Many banks have a service plan for their loan customers that starts with an on-boarding process. Many typically take the customer through the first annual review. But Carlson challenged bankers to do better. He said the review is typically for the benefit of the bank more than the customer; is there a way the review could be structured to be meaningful for the borrower? Carlson encouraged bankers to discuss the ongoing service plan upfront, while discussing the details of possibly working together. A customer is far more likely to value the ongoing contact with the banker if the two of them have worked out the details of what that looks like ahead of time. And, it should look like something that adds value to the customer as well as the bank.

Become a trusted advisor

A banker should be a trusted advisor for a business owner. Other trusted advisors might include the business owner’s attorney, accountant, and key vendors. Carlson said a banker might want to distinguish themselves with a slightly different role in this group. He said the banker could offer to assemble the group at an off-site location for a meeting of a half-day when they all contribute ideas about helping the business owner succeed. This kind of a meeting, similar to a mini-strategic planning session, would be tapping the brains of many people familiar with the business, who all have an interest in seeing that customer succeed. “This way, instead of being just one more person in the band, you are seen as the conductor,” Carlson commented. 

Should participants be compensated? Carlson said that should be left to the judgment of the customer. In some cases, it might work to offer everyone a flat stipend of, say, $500; in other cases, you might decide to pay their typical hourly rate. In other cases, depending on the vendor, they may be willing to participate for free, based solely on the value the vendor places on the relationship with the business owner. 

Bankers might also consider hosting events for groups of customers or prospects, positioning their institution as a thought leader. “Consider hosting events on targeted topics for business owners,” Carlson suggested. He said business owners don’t typically think of their bank as a source for these kinds of events, so a bank can make a big impression with them if they choose to go this route. Carlson said a viable format may be to plan one large annual event, and then smaller, more frequent events. These could be monthly “lunch and learn” sessions or quarterly breakfast gatherings.

Start a podcast

Finally, Carlson encouraged bankers to consider creating a podcast featuring small business owners or managers as guests. Timing of episodes can fit the banker’s availability, but the podcast should be about small business, not about banking, Carlson urged. “Ask the business owner what they do, what challenges they see, how the market is changing, things like that,” Carlson suggested. 

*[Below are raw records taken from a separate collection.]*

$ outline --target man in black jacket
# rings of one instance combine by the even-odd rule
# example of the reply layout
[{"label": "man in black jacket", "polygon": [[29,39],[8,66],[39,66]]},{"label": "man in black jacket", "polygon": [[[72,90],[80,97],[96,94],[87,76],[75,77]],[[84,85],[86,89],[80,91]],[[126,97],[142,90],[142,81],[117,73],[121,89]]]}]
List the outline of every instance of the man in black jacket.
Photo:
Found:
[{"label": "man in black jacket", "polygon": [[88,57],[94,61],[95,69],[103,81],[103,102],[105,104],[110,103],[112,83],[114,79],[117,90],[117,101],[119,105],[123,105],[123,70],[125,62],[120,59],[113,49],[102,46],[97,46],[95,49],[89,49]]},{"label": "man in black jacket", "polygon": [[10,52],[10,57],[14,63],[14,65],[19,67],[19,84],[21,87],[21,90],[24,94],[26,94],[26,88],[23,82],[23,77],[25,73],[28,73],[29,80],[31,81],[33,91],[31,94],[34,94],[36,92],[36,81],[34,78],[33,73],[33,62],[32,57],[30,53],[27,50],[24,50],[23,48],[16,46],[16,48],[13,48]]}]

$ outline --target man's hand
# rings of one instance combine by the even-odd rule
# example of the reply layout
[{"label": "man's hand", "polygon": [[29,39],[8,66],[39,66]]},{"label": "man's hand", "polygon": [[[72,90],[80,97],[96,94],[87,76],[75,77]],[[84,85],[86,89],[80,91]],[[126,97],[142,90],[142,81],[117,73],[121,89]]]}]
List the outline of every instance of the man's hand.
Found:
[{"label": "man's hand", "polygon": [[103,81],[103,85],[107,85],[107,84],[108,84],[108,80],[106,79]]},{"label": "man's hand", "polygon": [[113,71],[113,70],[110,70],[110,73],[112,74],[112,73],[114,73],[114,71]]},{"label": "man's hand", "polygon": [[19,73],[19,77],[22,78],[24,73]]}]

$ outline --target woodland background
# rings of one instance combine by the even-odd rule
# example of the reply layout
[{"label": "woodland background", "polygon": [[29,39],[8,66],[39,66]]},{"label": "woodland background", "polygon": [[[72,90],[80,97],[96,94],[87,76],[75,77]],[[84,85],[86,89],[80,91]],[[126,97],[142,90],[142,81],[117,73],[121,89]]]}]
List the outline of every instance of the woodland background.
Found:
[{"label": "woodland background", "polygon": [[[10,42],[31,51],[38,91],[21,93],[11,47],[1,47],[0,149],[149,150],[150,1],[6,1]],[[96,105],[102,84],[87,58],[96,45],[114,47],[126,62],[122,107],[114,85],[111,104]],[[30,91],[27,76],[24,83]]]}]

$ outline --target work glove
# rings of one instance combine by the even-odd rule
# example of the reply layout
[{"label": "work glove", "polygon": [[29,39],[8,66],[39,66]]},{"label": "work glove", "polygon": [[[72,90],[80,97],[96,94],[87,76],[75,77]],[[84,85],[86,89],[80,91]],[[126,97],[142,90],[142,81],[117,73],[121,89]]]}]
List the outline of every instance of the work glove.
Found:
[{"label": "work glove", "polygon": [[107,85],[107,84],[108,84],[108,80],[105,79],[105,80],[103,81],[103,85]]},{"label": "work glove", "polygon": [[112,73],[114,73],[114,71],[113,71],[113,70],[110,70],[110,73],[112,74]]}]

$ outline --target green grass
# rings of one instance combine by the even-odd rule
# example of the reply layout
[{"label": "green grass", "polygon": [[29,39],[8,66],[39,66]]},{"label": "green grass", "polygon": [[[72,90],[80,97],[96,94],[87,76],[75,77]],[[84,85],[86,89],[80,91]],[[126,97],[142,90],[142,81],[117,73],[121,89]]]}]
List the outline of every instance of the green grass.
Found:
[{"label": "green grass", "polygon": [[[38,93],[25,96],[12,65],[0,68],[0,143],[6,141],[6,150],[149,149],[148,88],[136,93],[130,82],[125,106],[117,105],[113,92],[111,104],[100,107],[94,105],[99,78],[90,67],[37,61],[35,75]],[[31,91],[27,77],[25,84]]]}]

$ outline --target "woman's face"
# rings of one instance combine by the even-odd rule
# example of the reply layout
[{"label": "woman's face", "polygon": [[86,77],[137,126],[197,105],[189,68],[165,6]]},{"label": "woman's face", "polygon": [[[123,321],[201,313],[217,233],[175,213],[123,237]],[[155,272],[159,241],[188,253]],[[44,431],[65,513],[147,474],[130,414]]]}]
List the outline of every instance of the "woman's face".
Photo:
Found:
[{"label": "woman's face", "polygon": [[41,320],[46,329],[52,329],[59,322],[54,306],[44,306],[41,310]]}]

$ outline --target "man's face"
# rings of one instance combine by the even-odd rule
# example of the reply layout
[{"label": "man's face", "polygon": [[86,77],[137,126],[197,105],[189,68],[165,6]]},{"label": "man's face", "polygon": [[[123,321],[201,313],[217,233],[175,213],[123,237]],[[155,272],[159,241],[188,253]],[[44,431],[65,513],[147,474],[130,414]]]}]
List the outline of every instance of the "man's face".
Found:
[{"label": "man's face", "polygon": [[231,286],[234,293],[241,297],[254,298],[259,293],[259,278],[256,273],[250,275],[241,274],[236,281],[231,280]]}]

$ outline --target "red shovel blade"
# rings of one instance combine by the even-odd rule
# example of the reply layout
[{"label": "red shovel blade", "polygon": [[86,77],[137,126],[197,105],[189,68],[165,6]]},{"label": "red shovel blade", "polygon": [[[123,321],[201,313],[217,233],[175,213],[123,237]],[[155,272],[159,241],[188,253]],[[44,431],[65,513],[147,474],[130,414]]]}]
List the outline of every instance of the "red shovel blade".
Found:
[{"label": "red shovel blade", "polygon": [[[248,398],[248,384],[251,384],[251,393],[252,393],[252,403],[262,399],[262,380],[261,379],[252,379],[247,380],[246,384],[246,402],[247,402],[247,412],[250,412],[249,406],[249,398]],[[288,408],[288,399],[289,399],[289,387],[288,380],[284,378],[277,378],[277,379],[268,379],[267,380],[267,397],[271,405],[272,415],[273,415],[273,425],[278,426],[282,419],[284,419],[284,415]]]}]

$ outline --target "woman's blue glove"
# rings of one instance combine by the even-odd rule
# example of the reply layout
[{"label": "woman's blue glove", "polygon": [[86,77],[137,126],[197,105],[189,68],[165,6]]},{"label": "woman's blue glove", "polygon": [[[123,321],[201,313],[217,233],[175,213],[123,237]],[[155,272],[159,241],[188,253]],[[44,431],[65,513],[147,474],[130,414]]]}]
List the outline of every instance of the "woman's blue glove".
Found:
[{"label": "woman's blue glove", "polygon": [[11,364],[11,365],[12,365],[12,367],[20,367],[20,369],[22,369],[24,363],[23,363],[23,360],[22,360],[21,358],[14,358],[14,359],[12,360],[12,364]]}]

A podcast gives the banker a pretext for approaching small business prospects. The interaction should be about creating a good podcast, not about pitching financial services and products. “Now you have given this prospect something valuable they can use to promote their business,” Carlson said, reminding bankers that most small business owners don’t have a lot of money to spend on marketing. 

Through the podcast process, the banker gains the opportunity to stay in touch with the business owner, and promote the bank’s products and services over time. Having established the relationship by working on the podcast together, the banker will already have a relationship to leverage into something more. Carlson noted that podcasts are relatively simple to produce and do not require expensive equipment. Podcast audiences are growing all the time, including in the small business niche.

Carlson’s suggestions are worth considering. Credit from a community bank is not a commodity. It does take a relationship to forge a business partnership on any level. All this takes time, of course, but the hope is that relationships that have to be earned are ones that are reliable and sturdy. While the business climate and the rate environment are always changing, the fundamentals of personal relationships in business are generally solid. Best wishes as you go out and pursue new relationships in the small- and medium-sized business marketplace.